LONDON -- The price of gold bounced around last week, ranging between $1,366 and $1,395 per ounce. However, by the end of the week, little had changed, and gold for immediate delivery ended the week 0.4% higher at $1,387 per ounce.
Of course, the only practical way for most private investors to invest in gold is through exchange-traded funds. The largest gold ETF, the $51 billion SPDR Gold Trust (NYSEMKT:GLD), ended the week 0.73% higher at $134.43, while London-listed Gold Bullion Securities (LSE:GBS) edged up 0.53% to end the week at $133.93. So far this year, shareholders of Gold Bullion Securities have seen the value of their holdings fall by 15.2%, while the value of SPDR Gold Trust shares has fallen by 17.6%.
Gold's big movers
Several miners made gains last week, outperforming the price of gold.
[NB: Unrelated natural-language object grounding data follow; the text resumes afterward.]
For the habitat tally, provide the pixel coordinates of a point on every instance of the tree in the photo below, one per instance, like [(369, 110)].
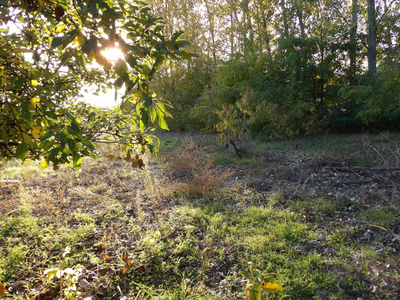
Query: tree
[(371, 38), (39, 117)]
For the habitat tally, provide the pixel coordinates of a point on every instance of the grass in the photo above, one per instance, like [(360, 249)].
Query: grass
[(205, 215)]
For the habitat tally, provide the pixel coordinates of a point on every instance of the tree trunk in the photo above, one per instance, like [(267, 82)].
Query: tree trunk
[(371, 38), (266, 36), (353, 44), (299, 12), (284, 17)]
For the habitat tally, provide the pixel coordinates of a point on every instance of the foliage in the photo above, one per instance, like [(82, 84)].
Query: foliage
[(50, 50)]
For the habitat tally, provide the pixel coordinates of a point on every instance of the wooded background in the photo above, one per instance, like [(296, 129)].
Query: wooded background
[(280, 68)]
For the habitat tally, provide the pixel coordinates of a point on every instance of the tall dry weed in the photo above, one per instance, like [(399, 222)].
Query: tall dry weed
[(193, 171)]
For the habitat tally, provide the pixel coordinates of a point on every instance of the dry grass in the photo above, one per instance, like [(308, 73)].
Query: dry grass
[(192, 170)]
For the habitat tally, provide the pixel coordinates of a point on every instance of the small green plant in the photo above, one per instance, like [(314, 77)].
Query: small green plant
[(68, 278), (258, 282)]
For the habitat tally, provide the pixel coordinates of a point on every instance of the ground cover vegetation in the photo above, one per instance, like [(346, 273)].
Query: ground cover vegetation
[(320, 212), (304, 218)]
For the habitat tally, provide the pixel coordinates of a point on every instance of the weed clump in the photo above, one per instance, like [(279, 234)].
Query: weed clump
[(193, 171)]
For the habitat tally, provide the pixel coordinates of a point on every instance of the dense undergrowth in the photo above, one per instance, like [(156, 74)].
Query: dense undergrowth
[(187, 226)]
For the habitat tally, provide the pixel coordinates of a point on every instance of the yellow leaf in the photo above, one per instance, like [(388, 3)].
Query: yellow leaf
[(44, 164), (137, 97), (3, 290), (36, 131), (128, 159), (27, 138), (247, 292), (271, 287), (34, 100), (80, 40), (101, 60), (91, 55)]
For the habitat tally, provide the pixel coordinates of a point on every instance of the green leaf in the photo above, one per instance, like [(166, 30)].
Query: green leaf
[(44, 164), (176, 35), (112, 15), (153, 114), (61, 137), (187, 55), (74, 130), (162, 123), (61, 41), (22, 151), (183, 43), (4, 136), (71, 144), (131, 61), (88, 144), (50, 273)]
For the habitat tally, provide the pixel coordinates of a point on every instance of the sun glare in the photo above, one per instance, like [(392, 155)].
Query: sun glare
[(112, 53)]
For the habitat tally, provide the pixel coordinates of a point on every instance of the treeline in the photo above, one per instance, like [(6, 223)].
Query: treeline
[(281, 68)]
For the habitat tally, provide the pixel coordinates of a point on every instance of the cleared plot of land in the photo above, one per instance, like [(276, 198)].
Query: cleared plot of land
[(323, 212)]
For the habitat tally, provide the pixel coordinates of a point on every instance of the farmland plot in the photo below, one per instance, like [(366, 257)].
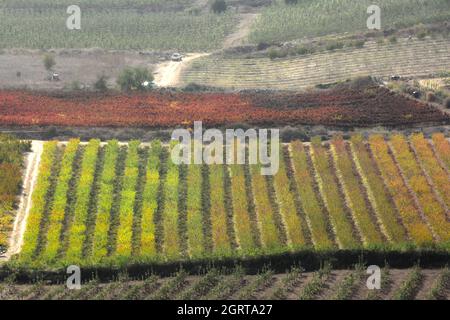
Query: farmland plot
[(133, 204)]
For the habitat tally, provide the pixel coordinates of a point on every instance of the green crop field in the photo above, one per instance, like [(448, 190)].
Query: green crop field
[(312, 18), (98, 204), (111, 29), (214, 284), (293, 73)]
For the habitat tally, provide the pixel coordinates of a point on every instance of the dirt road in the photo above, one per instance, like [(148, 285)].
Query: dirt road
[(31, 172), (167, 74)]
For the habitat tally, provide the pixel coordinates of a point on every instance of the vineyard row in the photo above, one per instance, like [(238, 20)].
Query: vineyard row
[(96, 204)]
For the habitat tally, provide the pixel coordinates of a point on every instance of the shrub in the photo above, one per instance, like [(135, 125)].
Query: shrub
[(49, 62), (219, 6), (101, 84), (75, 85), (134, 78)]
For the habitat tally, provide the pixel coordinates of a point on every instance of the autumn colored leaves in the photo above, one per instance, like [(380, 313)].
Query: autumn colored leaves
[(116, 203)]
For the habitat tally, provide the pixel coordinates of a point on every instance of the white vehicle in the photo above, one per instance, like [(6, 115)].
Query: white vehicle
[(176, 57)]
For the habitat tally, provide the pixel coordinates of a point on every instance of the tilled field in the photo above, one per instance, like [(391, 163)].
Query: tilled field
[(408, 58)]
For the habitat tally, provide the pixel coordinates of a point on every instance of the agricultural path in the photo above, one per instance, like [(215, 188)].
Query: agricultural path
[(29, 181), (238, 37), (167, 74)]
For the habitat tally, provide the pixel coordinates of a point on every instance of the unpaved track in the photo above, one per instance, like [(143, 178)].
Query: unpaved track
[(31, 172), (167, 74)]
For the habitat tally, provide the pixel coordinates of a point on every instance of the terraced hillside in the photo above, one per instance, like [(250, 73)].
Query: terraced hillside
[(97, 204), (281, 22), (406, 58), (325, 283)]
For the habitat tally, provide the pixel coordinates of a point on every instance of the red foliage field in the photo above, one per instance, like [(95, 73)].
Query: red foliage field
[(367, 107)]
Although these companies may not have issued major updates last week, their above-average performance suggests that investors may believe they have been discounted too heavily following recent falls in the price of gold.
Petropavlovsk (LSE:POG) climbed 3.2% to 140 pence over the final two days of last week after the company reported that asset manager Schroders had taken a 5% stake in the company. Petropavlovsk's share price has fallen by 62% so far this year but has gained 7.3% over the last month after the company announced cost-cutting plans and said it had hedged approximately 55% of its output for the next year at $1,408 per ounce, slightly above the current price of gold.
Shanta Gold (LSE:SHG) edged higher last week and has risen by 5.5% to 11.8 pence over the last month. The firm's stock climbed on Friday following a report that a strategic advisor to the board of the company, Jonathan Leslie, had purchased 2,300,000 shares in a deal worth £270,250 that increased his stake in the firm to 3.34%, or 15.4 million shares. Shanta Gold's main asset is the New Luika gold mine in Tanzania, which began production in August 2012 and has sold 22,000 ounces of gold to date.
DRDGold (NYSE:DRD) climbed 4.2% to $6.25 last week. Rather than mining gold, this South African firm is focused on large-scale reprocessing of the tailings, or waste piles, of large gold mines in order to extract the gold that was not captured by the original mining process. This business is heavily mechanized and requires a relatively small workforce, giving DRDGold some protection from the rising labor costs that are reducing the profitability of many South African mining firms.